People with hearing challenges in Kajiado still face stigma

World Hearing Day

Locals in a procession to mark World Hearing Day in Magadi town, Kajiado County on March 3, 2024.

Photo credit: Stanley Ngotho | Nation Media Group

Societal misconceptions and stigmatisation of people with hearing challenges remain a major setback in Kajiado County.

During the World Hearing Day celebrations on Sunday at Magadi Tata Chemicals Hall under the World Health Organization theme "Changing mindsets: Let's make ear and hearing care a reality for all", dozens of people with various disabilities braved the scorching sun in solidarity with their colleagues suffering from hearing problems.

According to the 2022 data from the Kajiado County government, out of 2,000 people living with disabilities, 10 per cent were people with various hearing impairments.

Misconceptions and stigma towards partially and totally deaf people, especially in the rural areas of the vast county, were said to have led parents with deaf children to keep them at home, denying them education and health care.

The lack of supportive education centres for PWDs was cited as another challenge. The PWDs mingled freely with the guests and participated in traditional songs.

The lack of medical facilities with the Ear, Nose and Throat departments posed a major challenge for the deaf in the villages.

Ms Winnie Kalai, founder of Naisho Hearing and Speech Organisation, said she had to fight against the tide to get medication for her son, who developed hearing problems at a tender age. 

"I went through a rough time when my son developed hearing challenges. I fought against misconceptions and the high cost of treatment for him to live a normal life.
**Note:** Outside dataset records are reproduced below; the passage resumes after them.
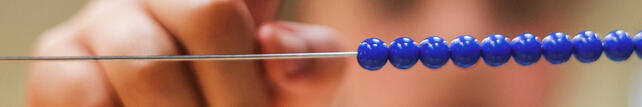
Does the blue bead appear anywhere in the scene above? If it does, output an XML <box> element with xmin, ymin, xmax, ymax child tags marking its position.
<box><xmin>571</xmin><ymin>31</ymin><xmax>602</xmax><ymax>63</ymax></box>
<box><xmin>450</xmin><ymin>35</ymin><xmax>481</xmax><ymax>68</ymax></box>
<box><xmin>510</xmin><ymin>33</ymin><xmax>542</xmax><ymax>66</ymax></box>
<box><xmin>633</xmin><ymin>31</ymin><xmax>642</xmax><ymax>59</ymax></box>
<box><xmin>389</xmin><ymin>37</ymin><xmax>419</xmax><ymax>69</ymax></box>
<box><xmin>357</xmin><ymin>38</ymin><xmax>388</xmax><ymax>71</ymax></box>
<box><xmin>481</xmin><ymin>34</ymin><xmax>511</xmax><ymax>67</ymax></box>
<box><xmin>542</xmin><ymin>32</ymin><xmax>573</xmax><ymax>64</ymax></box>
<box><xmin>419</xmin><ymin>36</ymin><xmax>450</xmax><ymax>69</ymax></box>
<box><xmin>603</xmin><ymin>30</ymin><xmax>633</xmax><ymax>62</ymax></box>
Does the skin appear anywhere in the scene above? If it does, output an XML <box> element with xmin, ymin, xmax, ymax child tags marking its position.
<box><xmin>28</xmin><ymin>0</ymin><xmax>565</xmax><ymax>107</ymax></box>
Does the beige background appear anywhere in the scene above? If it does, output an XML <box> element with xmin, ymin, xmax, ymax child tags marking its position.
<box><xmin>0</xmin><ymin>0</ymin><xmax>642</xmax><ymax>107</ymax></box>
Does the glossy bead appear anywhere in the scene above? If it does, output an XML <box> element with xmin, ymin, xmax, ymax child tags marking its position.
<box><xmin>633</xmin><ymin>31</ymin><xmax>642</xmax><ymax>59</ymax></box>
<box><xmin>357</xmin><ymin>38</ymin><xmax>388</xmax><ymax>71</ymax></box>
<box><xmin>603</xmin><ymin>30</ymin><xmax>633</xmax><ymax>62</ymax></box>
<box><xmin>419</xmin><ymin>36</ymin><xmax>450</xmax><ymax>69</ymax></box>
<box><xmin>389</xmin><ymin>37</ymin><xmax>419</xmax><ymax>69</ymax></box>
<box><xmin>450</xmin><ymin>35</ymin><xmax>481</xmax><ymax>68</ymax></box>
<box><xmin>571</xmin><ymin>31</ymin><xmax>602</xmax><ymax>63</ymax></box>
<box><xmin>542</xmin><ymin>32</ymin><xmax>573</xmax><ymax>64</ymax></box>
<box><xmin>481</xmin><ymin>34</ymin><xmax>511</xmax><ymax>67</ymax></box>
<box><xmin>510</xmin><ymin>33</ymin><xmax>542</xmax><ymax>66</ymax></box>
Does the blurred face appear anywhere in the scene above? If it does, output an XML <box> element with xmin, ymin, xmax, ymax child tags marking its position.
<box><xmin>296</xmin><ymin>0</ymin><xmax>570</xmax><ymax>107</ymax></box>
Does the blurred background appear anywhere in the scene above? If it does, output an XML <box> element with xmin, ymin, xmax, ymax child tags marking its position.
<box><xmin>0</xmin><ymin>0</ymin><xmax>642</xmax><ymax>107</ymax></box>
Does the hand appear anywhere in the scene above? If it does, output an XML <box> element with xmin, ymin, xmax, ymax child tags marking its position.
<box><xmin>28</xmin><ymin>0</ymin><xmax>346</xmax><ymax>107</ymax></box>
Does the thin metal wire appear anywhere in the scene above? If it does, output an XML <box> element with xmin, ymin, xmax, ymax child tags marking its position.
<box><xmin>0</xmin><ymin>52</ymin><xmax>357</xmax><ymax>61</ymax></box>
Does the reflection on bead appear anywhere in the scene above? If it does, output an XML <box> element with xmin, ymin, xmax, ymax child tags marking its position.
<box><xmin>357</xmin><ymin>38</ymin><xmax>388</xmax><ymax>71</ymax></box>
<box><xmin>389</xmin><ymin>37</ymin><xmax>419</xmax><ymax>69</ymax></box>
<box><xmin>481</xmin><ymin>34</ymin><xmax>511</xmax><ymax>67</ymax></box>
<box><xmin>542</xmin><ymin>32</ymin><xmax>573</xmax><ymax>64</ymax></box>
<box><xmin>450</xmin><ymin>35</ymin><xmax>481</xmax><ymax>68</ymax></box>
<box><xmin>571</xmin><ymin>31</ymin><xmax>602</xmax><ymax>63</ymax></box>
<box><xmin>633</xmin><ymin>31</ymin><xmax>642</xmax><ymax>59</ymax></box>
<box><xmin>511</xmin><ymin>33</ymin><xmax>542</xmax><ymax>66</ymax></box>
<box><xmin>419</xmin><ymin>36</ymin><xmax>450</xmax><ymax>69</ymax></box>
<box><xmin>603</xmin><ymin>30</ymin><xmax>633</xmax><ymax>62</ymax></box>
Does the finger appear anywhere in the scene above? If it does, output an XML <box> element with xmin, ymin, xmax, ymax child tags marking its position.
<box><xmin>141</xmin><ymin>0</ymin><xmax>270</xmax><ymax>107</ymax></box>
<box><xmin>245</xmin><ymin>0</ymin><xmax>280</xmax><ymax>25</ymax></box>
<box><xmin>259</xmin><ymin>22</ymin><xmax>346</xmax><ymax>107</ymax></box>
<box><xmin>83</xmin><ymin>1</ymin><xmax>202</xmax><ymax>107</ymax></box>
<box><xmin>27</xmin><ymin>27</ymin><xmax>120</xmax><ymax>107</ymax></box>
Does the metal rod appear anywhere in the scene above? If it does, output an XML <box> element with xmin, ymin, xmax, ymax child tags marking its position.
<box><xmin>0</xmin><ymin>52</ymin><xmax>357</xmax><ymax>61</ymax></box>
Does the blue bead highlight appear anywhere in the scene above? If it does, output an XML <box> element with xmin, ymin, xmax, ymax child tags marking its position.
<box><xmin>450</xmin><ymin>35</ymin><xmax>481</xmax><ymax>68</ymax></box>
<box><xmin>542</xmin><ymin>32</ymin><xmax>573</xmax><ymax>64</ymax></box>
<box><xmin>633</xmin><ymin>31</ymin><xmax>642</xmax><ymax>59</ymax></box>
<box><xmin>571</xmin><ymin>31</ymin><xmax>602</xmax><ymax>63</ymax></box>
<box><xmin>419</xmin><ymin>36</ymin><xmax>450</xmax><ymax>69</ymax></box>
<box><xmin>510</xmin><ymin>33</ymin><xmax>542</xmax><ymax>66</ymax></box>
<box><xmin>481</xmin><ymin>34</ymin><xmax>511</xmax><ymax>67</ymax></box>
<box><xmin>357</xmin><ymin>38</ymin><xmax>389</xmax><ymax>71</ymax></box>
<box><xmin>389</xmin><ymin>37</ymin><xmax>419</xmax><ymax>69</ymax></box>
<box><xmin>603</xmin><ymin>30</ymin><xmax>633</xmax><ymax>62</ymax></box>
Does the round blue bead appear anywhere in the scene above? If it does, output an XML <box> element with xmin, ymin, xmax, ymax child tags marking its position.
<box><xmin>450</xmin><ymin>35</ymin><xmax>481</xmax><ymax>68</ymax></box>
<box><xmin>603</xmin><ymin>30</ymin><xmax>633</xmax><ymax>62</ymax></box>
<box><xmin>481</xmin><ymin>34</ymin><xmax>511</xmax><ymax>67</ymax></box>
<box><xmin>357</xmin><ymin>38</ymin><xmax>388</xmax><ymax>71</ymax></box>
<box><xmin>419</xmin><ymin>36</ymin><xmax>450</xmax><ymax>69</ymax></box>
<box><xmin>542</xmin><ymin>32</ymin><xmax>573</xmax><ymax>64</ymax></box>
<box><xmin>389</xmin><ymin>37</ymin><xmax>419</xmax><ymax>69</ymax></box>
<box><xmin>571</xmin><ymin>31</ymin><xmax>602</xmax><ymax>63</ymax></box>
<box><xmin>633</xmin><ymin>31</ymin><xmax>642</xmax><ymax>59</ymax></box>
<box><xmin>510</xmin><ymin>33</ymin><xmax>542</xmax><ymax>66</ymax></box>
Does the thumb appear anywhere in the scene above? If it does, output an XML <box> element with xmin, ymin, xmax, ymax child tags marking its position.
<box><xmin>259</xmin><ymin>22</ymin><xmax>347</xmax><ymax>106</ymax></box>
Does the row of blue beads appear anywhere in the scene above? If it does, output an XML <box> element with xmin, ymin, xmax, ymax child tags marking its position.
<box><xmin>357</xmin><ymin>30</ymin><xmax>642</xmax><ymax>70</ymax></box>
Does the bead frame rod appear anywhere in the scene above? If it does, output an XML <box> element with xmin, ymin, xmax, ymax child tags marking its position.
<box><xmin>0</xmin><ymin>52</ymin><xmax>357</xmax><ymax>61</ymax></box>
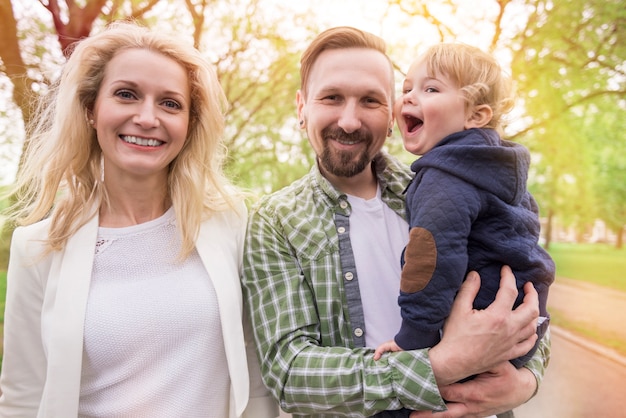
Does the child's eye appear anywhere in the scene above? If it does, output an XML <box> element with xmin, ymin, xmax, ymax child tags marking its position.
<box><xmin>115</xmin><ymin>90</ymin><xmax>135</xmax><ymax>99</ymax></box>
<box><xmin>163</xmin><ymin>100</ymin><xmax>182</xmax><ymax>109</ymax></box>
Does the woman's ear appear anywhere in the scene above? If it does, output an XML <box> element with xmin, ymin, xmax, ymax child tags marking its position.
<box><xmin>465</xmin><ymin>105</ymin><xmax>493</xmax><ymax>129</ymax></box>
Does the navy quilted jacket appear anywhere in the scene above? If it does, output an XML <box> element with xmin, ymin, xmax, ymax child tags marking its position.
<box><xmin>396</xmin><ymin>129</ymin><xmax>554</xmax><ymax>356</ymax></box>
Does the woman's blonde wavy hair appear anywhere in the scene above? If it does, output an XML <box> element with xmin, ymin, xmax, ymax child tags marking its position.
<box><xmin>9</xmin><ymin>22</ymin><xmax>239</xmax><ymax>257</ymax></box>
<box><xmin>420</xmin><ymin>43</ymin><xmax>515</xmax><ymax>134</ymax></box>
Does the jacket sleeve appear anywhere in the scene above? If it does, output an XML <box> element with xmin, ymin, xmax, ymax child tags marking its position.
<box><xmin>395</xmin><ymin>169</ymin><xmax>481</xmax><ymax>350</ymax></box>
<box><xmin>0</xmin><ymin>227</ymin><xmax>50</xmax><ymax>418</ymax></box>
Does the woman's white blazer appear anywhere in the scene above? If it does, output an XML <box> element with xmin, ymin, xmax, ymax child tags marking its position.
<box><xmin>0</xmin><ymin>208</ymin><xmax>278</xmax><ymax>418</ymax></box>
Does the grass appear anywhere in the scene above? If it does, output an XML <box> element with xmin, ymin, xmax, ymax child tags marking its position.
<box><xmin>548</xmin><ymin>243</ymin><xmax>626</xmax><ymax>292</ymax></box>
<box><xmin>549</xmin><ymin>243</ymin><xmax>626</xmax><ymax>356</ymax></box>
<box><xmin>0</xmin><ymin>243</ymin><xmax>626</xmax><ymax>359</ymax></box>
<box><xmin>0</xmin><ymin>271</ymin><xmax>7</xmax><ymax>362</ymax></box>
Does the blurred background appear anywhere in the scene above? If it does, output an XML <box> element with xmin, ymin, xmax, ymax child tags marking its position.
<box><xmin>0</xmin><ymin>0</ymin><xmax>626</xmax><ymax>418</ymax></box>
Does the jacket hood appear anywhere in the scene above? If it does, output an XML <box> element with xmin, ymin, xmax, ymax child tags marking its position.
<box><xmin>411</xmin><ymin>128</ymin><xmax>530</xmax><ymax>204</ymax></box>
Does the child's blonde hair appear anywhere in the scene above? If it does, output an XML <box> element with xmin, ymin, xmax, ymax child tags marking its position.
<box><xmin>421</xmin><ymin>43</ymin><xmax>514</xmax><ymax>133</ymax></box>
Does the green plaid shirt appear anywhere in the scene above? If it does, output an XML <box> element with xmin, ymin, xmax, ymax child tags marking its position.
<box><xmin>242</xmin><ymin>154</ymin><xmax>549</xmax><ymax>418</ymax></box>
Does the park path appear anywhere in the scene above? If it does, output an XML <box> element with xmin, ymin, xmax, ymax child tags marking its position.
<box><xmin>548</xmin><ymin>277</ymin><xmax>626</xmax><ymax>341</ymax></box>
<box><xmin>280</xmin><ymin>277</ymin><xmax>626</xmax><ymax>418</ymax></box>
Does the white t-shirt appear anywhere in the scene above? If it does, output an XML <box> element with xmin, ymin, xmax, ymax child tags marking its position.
<box><xmin>348</xmin><ymin>189</ymin><xmax>409</xmax><ymax>348</ymax></box>
<box><xmin>79</xmin><ymin>209</ymin><xmax>230</xmax><ymax>418</ymax></box>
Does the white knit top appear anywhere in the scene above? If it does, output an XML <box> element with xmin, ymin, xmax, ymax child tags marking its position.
<box><xmin>79</xmin><ymin>209</ymin><xmax>230</xmax><ymax>418</ymax></box>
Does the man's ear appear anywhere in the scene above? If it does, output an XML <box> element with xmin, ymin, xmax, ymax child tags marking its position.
<box><xmin>296</xmin><ymin>90</ymin><xmax>305</xmax><ymax>129</ymax></box>
<box><xmin>464</xmin><ymin>105</ymin><xmax>493</xmax><ymax>129</ymax></box>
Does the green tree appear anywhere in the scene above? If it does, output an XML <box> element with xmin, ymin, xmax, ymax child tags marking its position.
<box><xmin>511</xmin><ymin>0</ymin><xmax>626</xmax><ymax>248</ymax></box>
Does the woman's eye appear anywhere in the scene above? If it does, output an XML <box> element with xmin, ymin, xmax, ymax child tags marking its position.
<box><xmin>115</xmin><ymin>90</ymin><xmax>135</xmax><ymax>99</ymax></box>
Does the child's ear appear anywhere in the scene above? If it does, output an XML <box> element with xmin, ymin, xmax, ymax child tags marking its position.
<box><xmin>465</xmin><ymin>105</ymin><xmax>493</xmax><ymax>129</ymax></box>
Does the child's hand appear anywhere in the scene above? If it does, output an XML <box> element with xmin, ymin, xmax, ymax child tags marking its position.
<box><xmin>374</xmin><ymin>340</ymin><xmax>402</xmax><ymax>360</ymax></box>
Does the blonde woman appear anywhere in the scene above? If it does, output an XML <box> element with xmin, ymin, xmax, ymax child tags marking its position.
<box><xmin>0</xmin><ymin>23</ymin><xmax>278</xmax><ymax>418</ymax></box>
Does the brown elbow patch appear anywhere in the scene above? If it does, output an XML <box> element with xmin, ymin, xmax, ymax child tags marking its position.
<box><xmin>400</xmin><ymin>227</ymin><xmax>437</xmax><ymax>293</ymax></box>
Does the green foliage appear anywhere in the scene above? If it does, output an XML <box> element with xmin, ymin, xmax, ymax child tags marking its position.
<box><xmin>0</xmin><ymin>271</ymin><xmax>7</xmax><ymax>361</ymax></box>
<box><xmin>512</xmin><ymin>0</ymin><xmax>626</xmax><ymax>238</ymax></box>
<box><xmin>549</xmin><ymin>243</ymin><xmax>626</xmax><ymax>292</ymax></box>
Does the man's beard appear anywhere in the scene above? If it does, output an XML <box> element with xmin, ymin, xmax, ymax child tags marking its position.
<box><xmin>318</xmin><ymin>127</ymin><xmax>372</xmax><ymax>177</ymax></box>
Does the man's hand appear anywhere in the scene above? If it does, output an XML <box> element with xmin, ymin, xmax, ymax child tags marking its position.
<box><xmin>374</xmin><ymin>340</ymin><xmax>402</xmax><ymax>360</ymax></box>
<box><xmin>410</xmin><ymin>361</ymin><xmax>537</xmax><ymax>418</ymax></box>
<box><xmin>429</xmin><ymin>266</ymin><xmax>539</xmax><ymax>387</ymax></box>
We need to amplify the voices of people living with disabilities in our society," said Ms Nabulu.

Joseph Kayioni-oldonyo Nyokie Location chief said stigma against people living with disabilities was still prevalent in rural areas.

"For many years, people living with disabilities were seen as outcasts and discriminated against, but with community sensitisation programmes, the stigma has been reduced," said Mr Kayioni.

 Judy Pere CECM Public Service, Administration and Social Services said the Kajiado County government is moving in earnest to enact a disability mainstreaming law in 2023 that will identify all people living with disabilities and enrol them in support groups.

 "It has been a challenge for society to embrace people living with disability as we observe World Hearing Day, we have a new county act that takes into consideration people living with disability," said Ms Pere.

The focus of World Hearing Day 2024 was to address societal misconceptions and stigmatising attitudes through awareness raising and information sharing, targeting both the public and healthcare providers.

According to the State of Kenya Population 2020 Report, 918,270 people aged 5 years and above are living with a disability.